ST. PETERSBURG, Fla. -- How can advisors build trust with clients and prospects? Attendees at the Raymond James Women's Symposium got several tips this week during a presentation by Suzette Rothberg, a senior VP for advisor education with American Funds Distributors.
Noting that the financial services industry's reputation had taken a beating, Rothberg recommended that advisors work to strengthen engagement by focusing on a handful of key factors.
1. FOCUS ON YOUR FANS
Rothberg cited a study finding 84% of clients say credentials matter in selecting an advisor -- but argued that certification alone is not enough the same as a credential. What really builds credibility, she said, is the endorsement of successful people in an advisor's circle.
Advisor takeaway: When hosting events for clients and prospects, she suggested, use a strategic seating chart to locate prospects next to some of your biggest fans. She also suggested that advisors include a prominent center of influence in the community -- because prospects will take note when other local influencers choose to spend their time at your events.
2. DELIVER AS PROMISED
Consistency is another key element of trust-building, Rothberg said: "You don't have to be the Ritz-Carlton, but your service has to be consistent." Use standard operating procedures to make sure clients get the same experience no matter who on your team is working with them, she said.
Tell clients what they can expect from you -- and then be sure to deliver as promised, she said.
Advisor takeaway: She recommended instituting a 24-hour callback policy for client requests, and 48-hour follow-through -- progress reports every two days until any request is completed. And language matters, she said: Start notes and conversations with the phrase, "As promised," to reiterate your own trustworthiness whenever you're specifically making good on a promise.
3. KNOW YOUR CONNECTIONS
The depth of your client connections may matter more than you think it does. Advisors who can name their clients' family dogs have twice the assets under management, Rothberg said, citing research by Russ Alan Prince.
Advisors have tended to connect to clients by sending them financial statements, she said -- "but people don't know what those mean to their lives."

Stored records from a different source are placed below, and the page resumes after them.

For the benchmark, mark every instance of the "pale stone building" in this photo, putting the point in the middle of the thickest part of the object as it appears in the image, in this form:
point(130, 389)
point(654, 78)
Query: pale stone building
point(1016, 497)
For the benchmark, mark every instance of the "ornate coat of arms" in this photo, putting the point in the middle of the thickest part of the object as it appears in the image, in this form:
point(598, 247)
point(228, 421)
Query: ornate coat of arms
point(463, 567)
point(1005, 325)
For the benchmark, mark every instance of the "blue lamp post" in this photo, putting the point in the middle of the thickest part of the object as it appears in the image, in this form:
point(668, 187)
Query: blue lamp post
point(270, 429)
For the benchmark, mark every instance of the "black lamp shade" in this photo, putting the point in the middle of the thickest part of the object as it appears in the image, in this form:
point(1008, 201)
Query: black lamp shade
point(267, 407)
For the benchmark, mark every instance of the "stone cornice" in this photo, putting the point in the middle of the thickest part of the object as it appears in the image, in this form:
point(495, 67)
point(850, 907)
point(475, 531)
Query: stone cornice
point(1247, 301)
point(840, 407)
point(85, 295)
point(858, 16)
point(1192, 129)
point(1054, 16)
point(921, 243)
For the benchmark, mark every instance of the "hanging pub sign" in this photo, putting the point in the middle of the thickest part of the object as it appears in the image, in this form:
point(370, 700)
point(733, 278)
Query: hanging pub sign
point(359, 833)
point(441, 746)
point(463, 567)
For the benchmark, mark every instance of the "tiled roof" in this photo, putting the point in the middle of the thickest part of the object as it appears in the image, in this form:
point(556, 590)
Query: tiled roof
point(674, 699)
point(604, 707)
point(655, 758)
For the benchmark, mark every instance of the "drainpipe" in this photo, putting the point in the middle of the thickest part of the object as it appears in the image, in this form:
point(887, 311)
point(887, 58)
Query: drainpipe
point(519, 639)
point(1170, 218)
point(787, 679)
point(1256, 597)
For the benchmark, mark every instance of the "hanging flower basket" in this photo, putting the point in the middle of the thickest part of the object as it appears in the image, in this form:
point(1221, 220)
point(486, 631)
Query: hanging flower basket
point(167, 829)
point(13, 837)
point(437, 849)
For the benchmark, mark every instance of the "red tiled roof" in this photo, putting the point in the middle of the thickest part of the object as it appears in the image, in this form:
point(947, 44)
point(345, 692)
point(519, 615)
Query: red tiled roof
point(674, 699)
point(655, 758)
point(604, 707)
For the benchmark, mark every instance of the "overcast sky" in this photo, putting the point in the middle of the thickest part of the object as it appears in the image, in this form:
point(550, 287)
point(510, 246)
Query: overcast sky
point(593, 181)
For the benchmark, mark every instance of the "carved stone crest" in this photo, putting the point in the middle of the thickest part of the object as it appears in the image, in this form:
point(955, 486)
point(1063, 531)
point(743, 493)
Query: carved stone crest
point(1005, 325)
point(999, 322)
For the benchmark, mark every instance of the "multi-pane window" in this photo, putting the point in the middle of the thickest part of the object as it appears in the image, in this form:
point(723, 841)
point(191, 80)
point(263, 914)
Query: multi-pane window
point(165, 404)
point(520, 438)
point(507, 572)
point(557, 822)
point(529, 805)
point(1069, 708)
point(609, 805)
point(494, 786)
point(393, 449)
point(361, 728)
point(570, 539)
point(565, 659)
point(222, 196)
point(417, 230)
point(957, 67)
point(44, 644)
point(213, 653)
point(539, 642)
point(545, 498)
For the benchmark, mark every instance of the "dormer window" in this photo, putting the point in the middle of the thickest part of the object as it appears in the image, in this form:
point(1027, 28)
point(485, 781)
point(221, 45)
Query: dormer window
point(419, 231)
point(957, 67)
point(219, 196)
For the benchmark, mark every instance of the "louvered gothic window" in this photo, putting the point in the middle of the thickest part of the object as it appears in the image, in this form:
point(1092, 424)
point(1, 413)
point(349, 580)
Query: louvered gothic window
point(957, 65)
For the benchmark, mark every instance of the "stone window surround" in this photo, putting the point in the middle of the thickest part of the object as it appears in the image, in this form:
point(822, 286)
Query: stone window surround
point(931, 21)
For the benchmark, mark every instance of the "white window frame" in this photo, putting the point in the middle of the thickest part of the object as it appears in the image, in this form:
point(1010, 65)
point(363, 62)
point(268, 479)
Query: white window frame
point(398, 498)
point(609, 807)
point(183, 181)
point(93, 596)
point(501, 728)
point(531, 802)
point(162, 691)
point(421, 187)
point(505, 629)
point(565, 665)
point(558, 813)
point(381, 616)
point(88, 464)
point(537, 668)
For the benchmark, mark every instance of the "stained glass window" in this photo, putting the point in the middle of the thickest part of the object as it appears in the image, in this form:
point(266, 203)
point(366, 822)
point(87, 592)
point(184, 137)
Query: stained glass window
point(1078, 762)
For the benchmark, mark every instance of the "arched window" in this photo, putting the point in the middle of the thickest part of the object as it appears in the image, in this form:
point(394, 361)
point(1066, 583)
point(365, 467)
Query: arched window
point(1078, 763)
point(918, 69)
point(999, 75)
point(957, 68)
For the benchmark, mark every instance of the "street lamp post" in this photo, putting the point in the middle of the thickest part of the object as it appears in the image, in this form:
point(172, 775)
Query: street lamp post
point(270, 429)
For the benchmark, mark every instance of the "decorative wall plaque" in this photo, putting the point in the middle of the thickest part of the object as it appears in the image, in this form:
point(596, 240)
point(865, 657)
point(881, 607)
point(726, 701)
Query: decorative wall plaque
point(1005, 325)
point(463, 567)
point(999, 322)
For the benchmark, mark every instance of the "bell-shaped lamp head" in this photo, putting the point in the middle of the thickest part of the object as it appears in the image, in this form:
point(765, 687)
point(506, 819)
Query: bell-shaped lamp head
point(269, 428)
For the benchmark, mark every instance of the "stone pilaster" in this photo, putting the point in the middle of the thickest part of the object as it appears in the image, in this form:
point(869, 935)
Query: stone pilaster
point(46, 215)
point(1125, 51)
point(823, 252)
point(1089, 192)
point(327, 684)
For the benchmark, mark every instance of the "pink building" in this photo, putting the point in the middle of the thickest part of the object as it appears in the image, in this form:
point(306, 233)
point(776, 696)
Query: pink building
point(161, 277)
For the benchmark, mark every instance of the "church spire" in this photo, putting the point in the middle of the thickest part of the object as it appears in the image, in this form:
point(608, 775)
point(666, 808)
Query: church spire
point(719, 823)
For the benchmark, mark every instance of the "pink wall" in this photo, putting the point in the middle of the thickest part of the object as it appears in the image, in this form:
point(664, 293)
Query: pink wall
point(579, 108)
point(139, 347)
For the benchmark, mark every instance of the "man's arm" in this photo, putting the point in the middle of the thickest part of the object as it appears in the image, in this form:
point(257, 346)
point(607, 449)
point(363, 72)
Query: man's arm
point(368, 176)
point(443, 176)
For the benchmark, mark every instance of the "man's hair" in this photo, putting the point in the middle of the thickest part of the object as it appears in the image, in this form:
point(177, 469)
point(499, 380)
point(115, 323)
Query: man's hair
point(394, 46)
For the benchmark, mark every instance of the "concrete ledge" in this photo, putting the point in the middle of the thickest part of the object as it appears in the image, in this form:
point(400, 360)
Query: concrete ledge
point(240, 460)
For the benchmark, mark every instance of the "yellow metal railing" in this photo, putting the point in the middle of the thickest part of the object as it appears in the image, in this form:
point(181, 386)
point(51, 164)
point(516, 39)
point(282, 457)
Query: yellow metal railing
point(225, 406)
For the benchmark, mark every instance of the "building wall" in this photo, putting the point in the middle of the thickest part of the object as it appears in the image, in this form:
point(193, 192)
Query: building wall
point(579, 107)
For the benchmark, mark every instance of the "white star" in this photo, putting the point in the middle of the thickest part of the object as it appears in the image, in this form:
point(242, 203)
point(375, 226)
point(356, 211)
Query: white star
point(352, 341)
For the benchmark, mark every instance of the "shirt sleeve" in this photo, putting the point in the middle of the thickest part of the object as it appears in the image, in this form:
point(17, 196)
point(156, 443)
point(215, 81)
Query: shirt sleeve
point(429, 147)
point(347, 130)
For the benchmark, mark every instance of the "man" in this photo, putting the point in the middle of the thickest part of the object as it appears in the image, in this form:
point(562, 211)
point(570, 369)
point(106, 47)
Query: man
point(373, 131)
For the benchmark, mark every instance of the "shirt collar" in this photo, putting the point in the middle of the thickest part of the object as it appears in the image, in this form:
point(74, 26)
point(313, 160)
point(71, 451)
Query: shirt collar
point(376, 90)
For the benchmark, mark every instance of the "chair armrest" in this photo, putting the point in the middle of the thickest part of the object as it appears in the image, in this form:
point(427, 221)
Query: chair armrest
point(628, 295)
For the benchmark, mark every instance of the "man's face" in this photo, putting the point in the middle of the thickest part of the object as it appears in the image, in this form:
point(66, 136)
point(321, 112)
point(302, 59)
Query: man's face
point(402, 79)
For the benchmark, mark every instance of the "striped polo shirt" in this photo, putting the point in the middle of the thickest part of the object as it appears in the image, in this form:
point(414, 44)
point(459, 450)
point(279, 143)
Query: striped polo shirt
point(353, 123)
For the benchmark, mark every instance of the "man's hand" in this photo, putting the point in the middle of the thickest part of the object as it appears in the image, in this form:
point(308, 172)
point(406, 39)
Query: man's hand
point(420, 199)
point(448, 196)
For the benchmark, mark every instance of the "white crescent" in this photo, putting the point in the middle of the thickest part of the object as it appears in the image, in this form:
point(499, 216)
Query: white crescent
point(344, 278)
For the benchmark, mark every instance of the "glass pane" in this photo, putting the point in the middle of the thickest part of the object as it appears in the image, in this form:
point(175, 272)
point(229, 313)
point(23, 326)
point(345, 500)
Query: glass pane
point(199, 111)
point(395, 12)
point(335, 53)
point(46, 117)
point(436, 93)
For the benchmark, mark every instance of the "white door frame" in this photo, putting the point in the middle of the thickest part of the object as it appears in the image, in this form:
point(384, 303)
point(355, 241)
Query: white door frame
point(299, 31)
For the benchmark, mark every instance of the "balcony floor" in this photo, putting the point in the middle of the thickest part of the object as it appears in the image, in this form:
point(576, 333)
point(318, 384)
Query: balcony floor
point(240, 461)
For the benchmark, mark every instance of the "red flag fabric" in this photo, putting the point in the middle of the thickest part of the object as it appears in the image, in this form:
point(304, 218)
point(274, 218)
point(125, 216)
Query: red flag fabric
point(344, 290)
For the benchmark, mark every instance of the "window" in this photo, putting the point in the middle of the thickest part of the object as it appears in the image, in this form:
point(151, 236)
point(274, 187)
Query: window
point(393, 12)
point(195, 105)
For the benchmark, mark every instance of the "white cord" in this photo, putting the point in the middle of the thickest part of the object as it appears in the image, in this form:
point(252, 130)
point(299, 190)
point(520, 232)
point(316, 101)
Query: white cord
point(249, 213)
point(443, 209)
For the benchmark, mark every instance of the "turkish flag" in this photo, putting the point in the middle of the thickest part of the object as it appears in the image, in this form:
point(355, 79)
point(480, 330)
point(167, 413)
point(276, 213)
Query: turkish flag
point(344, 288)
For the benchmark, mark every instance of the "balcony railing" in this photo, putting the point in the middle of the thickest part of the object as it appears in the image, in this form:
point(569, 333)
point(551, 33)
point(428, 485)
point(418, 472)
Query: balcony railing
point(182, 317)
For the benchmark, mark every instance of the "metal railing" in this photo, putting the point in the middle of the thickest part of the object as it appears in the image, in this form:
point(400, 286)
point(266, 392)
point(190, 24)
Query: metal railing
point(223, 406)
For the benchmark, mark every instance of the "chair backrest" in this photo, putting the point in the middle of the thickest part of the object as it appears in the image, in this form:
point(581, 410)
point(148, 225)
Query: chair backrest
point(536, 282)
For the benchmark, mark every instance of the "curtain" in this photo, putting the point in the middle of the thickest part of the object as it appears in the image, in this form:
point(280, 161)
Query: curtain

Advisor takeaway: Get to know everyone in your client's family, Rothberg said. She suggested an exercise: Pick a top client's account and create a chart with two columns, writing down everything about a client's money in one and everything about them personally in the other. (If that second column is empty, she noted, you've got a problem.) Then set up Google alerts for some of the important keywords to your clients: their employers, their hobbies, etc. -- and use those to start conversations or keep track of updates that might matter to them.